Explore career and technical training resources
Whether your child has decided to join a certain sector of the workforce or is need of some career inspiration, browsing the stories chronicled on Share Your Road can be helpful. These are a collection of entries from real working Texans who share the ins and outs of their career paths. Students can also explore Texas careers on this Texas Workforce Commission site, which makes projections of in-demand careers and salaries. Students should spend time crafting a one-page resume and cover letter that highlights their academic achievements, work history (if any), extracurricular activities, and soft skills. In order to acclimate them to the workforce, students may choose to get a part-time or full-time job in a retail or service setting. If this isn’t possible, then maybe for a day or two they could schedule a job shadowing experience with someone in an area that intrigues them. Reach out to colleagues and friends to find the right fit!
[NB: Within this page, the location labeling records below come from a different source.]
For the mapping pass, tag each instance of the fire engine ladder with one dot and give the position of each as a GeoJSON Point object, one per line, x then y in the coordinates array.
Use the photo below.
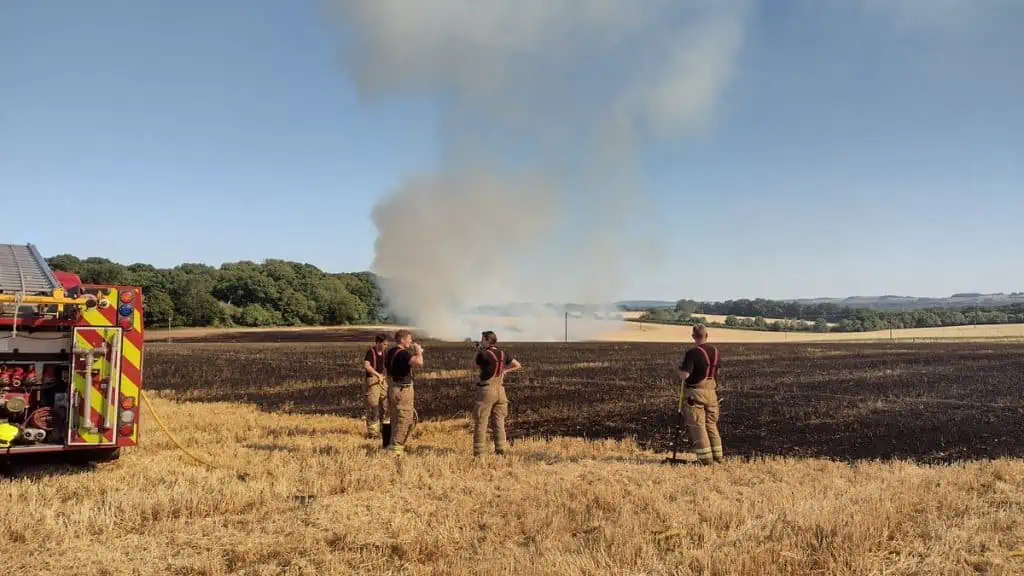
{"type": "Point", "coordinates": [26, 279]}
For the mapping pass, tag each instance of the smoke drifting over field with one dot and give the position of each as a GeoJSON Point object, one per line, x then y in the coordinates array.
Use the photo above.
{"type": "Point", "coordinates": [544, 105]}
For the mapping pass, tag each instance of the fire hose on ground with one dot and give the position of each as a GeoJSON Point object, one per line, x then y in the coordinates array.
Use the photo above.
{"type": "Point", "coordinates": [145, 399]}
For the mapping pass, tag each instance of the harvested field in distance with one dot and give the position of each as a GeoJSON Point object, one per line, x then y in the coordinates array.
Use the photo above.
{"type": "Point", "coordinates": [933, 403]}
{"type": "Point", "coordinates": [317, 499]}
{"type": "Point", "coordinates": [607, 331]}
{"type": "Point", "coordinates": [298, 490]}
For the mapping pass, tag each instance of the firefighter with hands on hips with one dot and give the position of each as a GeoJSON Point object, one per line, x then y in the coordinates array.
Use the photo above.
{"type": "Point", "coordinates": [400, 361]}
{"type": "Point", "coordinates": [700, 410]}
{"type": "Point", "coordinates": [491, 405]}
{"type": "Point", "coordinates": [375, 386]}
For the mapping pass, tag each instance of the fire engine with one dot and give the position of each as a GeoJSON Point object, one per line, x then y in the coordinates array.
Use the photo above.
{"type": "Point", "coordinates": [71, 361]}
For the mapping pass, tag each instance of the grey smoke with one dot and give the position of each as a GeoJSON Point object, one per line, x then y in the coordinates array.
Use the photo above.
{"type": "Point", "coordinates": [544, 107]}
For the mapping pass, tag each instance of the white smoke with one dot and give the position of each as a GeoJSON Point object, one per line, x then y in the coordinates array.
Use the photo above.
{"type": "Point", "coordinates": [546, 105]}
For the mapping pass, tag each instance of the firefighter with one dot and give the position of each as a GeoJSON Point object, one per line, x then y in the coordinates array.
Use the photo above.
{"type": "Point", "coordinates": [697, 371]}
{"type": "Point", "coordinates": [375, 386]}
{"type": "Point", "coordinates": [399, 363]}
{"type": "Point", "coordinates": [491, 405]}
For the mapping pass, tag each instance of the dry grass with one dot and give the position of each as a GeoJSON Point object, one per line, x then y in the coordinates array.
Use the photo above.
{"type": "Point", "coordinates": [318, 499]}
{"type": "Point", "coordinates": [646, 332]}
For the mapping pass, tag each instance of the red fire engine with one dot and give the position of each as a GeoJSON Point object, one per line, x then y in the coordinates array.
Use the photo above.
{"type": "Point", "coordinates": [71, 361]}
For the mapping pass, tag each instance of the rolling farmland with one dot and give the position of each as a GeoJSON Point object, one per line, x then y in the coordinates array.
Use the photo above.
{"type": "Point", "coordinates": [843, 458]}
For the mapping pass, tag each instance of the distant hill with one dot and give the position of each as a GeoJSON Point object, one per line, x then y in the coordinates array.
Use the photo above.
{"type": "Point", "coordinates": [914, 302]}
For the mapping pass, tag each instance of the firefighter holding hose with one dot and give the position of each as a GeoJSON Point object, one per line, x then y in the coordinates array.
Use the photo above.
{"type": "Point", "coordinates": [491, 404]}
{"type": "Point", "coordinates": [375, 386]}
{"type": "Point", "coordinates": [699, 399]}
{"type": "Point", "coordinates": [400, 361]}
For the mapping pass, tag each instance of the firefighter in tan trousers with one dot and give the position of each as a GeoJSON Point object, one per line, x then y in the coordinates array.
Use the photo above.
{"type": "Point", "coordinates": [399, 362]}
{"type": "Point", "coordinates": [700, 410]}
{"type": "Point", "coordinates": [375, 386]}
{"type": "Point", "coordinates": [491, 406]}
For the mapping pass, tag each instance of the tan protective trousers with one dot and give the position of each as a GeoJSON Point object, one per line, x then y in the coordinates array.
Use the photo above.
{"type": "Point", "coordinates": [401, 405]}
{"type": "Point", "coordinates": [375, 393]}
{"type": "Point", "coordinates": [491, 407]}
{"type": "Point", "coordinates": [700, 414]}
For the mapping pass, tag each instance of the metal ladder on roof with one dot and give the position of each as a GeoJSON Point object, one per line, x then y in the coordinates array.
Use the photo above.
{"type": "Point", "coordinates": [25, 272]}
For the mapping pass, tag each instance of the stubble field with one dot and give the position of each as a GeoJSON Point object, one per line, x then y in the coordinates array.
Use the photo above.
{"type": "Point", "coordinates": [816, 482]}
{"type": "Point", "coordinates": [932, 403]}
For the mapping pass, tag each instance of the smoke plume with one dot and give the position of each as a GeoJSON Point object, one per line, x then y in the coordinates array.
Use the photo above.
{"type": "Point", "coordinates": [545, 106]}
Start applying to schools and programs
If your student hasn’t decided which colleges they want to apply to, College Scorecard is a good place to start. The Texas OnCourse Applying to College page can assist with the application process, providing helpful tools and important deadlines. Next, your child will need to line up financing options. Nearly all roads lead to completing the Free Application for Federal Student Aid (FAFSA). I probably sound like a robot when talking to my students, but FAFSA is a priority! It opens on October 1 each year, and students should apply early for a chance at the best financial aid package. Check out the Texas OnCourse Finances page for additional tips on paying for college. It's also a great idea to start on scholarship applications. Scholarships are a great resource to bridge any gaps in financial aid. Have your student ask their counselor for a scholarship list or create free accounts at the many scholarship sites such as Cappex or Unigo.
As a parent myself and lifelong educator, I know how important this final chapter of secondary education is. The world awaits your high school senior! I hope you’ll check out some of these helpful resources, and I wish you and your student the very best.